Он считает про себя, а затем делает долгий дымный выдох туда, через улицу, в сторону Кнессета. Смаргивает глазную сухость и поворачивается к матери – она теперь прислонилась к перилам балкона, панорама у нее за спиной.
– Я думаю, это Генерал виноват, – говорит он. – В крушении надежд. Во всей этой дерьмовой второй интифаде и в той херне, что была потом. И не забудем про ту грандиозную херню, что нас еще ждет.
– Ты возлагаешь на Генерала вину и за прошлое, и за будущее? Считаешь его таким всесильным? Выходит, ты уважаешь его больше, чем я думала.
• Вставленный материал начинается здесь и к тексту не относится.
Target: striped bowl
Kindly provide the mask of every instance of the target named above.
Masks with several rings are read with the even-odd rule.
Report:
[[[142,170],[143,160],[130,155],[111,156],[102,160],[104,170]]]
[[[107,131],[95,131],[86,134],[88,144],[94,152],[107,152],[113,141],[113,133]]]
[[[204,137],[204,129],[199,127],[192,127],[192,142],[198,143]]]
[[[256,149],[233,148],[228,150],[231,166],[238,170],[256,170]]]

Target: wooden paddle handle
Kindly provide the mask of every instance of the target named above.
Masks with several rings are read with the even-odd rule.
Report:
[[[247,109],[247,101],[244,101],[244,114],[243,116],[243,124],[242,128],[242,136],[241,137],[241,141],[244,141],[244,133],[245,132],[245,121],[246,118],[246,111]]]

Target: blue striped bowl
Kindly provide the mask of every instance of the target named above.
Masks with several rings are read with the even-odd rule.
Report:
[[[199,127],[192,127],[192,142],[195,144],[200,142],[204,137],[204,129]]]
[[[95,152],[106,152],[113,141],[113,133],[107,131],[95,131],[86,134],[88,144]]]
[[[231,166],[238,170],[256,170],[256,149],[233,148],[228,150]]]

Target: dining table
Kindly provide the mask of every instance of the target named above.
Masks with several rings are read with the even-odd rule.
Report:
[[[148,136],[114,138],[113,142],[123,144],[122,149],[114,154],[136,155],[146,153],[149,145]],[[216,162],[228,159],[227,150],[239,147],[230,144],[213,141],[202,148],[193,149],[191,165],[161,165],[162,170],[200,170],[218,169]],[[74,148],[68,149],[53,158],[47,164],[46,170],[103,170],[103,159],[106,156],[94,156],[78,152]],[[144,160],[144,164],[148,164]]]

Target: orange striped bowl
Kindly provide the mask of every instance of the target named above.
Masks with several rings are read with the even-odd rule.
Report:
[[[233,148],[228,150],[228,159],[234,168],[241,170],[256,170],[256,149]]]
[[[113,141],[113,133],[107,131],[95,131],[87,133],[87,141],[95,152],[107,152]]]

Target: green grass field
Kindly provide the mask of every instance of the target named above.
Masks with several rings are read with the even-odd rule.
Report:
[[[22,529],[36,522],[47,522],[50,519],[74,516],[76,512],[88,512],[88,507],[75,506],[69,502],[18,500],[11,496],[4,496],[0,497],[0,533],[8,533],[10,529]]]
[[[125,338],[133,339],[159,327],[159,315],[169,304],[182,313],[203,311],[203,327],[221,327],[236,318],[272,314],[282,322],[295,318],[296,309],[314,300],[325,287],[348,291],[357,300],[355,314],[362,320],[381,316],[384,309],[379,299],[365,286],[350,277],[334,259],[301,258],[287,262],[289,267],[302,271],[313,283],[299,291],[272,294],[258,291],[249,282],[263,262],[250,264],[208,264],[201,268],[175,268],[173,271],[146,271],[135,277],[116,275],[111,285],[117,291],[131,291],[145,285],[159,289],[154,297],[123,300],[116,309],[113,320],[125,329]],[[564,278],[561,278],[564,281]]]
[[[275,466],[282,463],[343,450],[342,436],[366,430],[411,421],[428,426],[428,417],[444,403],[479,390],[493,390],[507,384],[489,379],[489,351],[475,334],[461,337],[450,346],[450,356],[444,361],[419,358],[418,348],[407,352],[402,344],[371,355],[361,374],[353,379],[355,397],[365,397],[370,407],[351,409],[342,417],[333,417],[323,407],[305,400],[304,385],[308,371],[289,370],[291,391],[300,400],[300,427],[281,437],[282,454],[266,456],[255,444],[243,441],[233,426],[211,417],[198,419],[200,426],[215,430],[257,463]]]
– Когда торпедируешь мир, это влияет на все.
– Нарушенный мир – это тоже, по-твоему, он? Генерал, который всех своих возлюбленных поселенцев эвакуировал из Газы, как раньше из Ямита?
[6] Подумай: он, отец этих поселений, один сделал реальные шаги к их ликвидации. И он, по-твоему, враг прогресса?
– Когда он решил, что с палестинцами нужен другой разговор, он повел тысячу человек на Харам аль-Шариф
[7], чтобы дать им понять, кто главный. Вторая интифада – это их ответ, это они начали с ним другой разговор.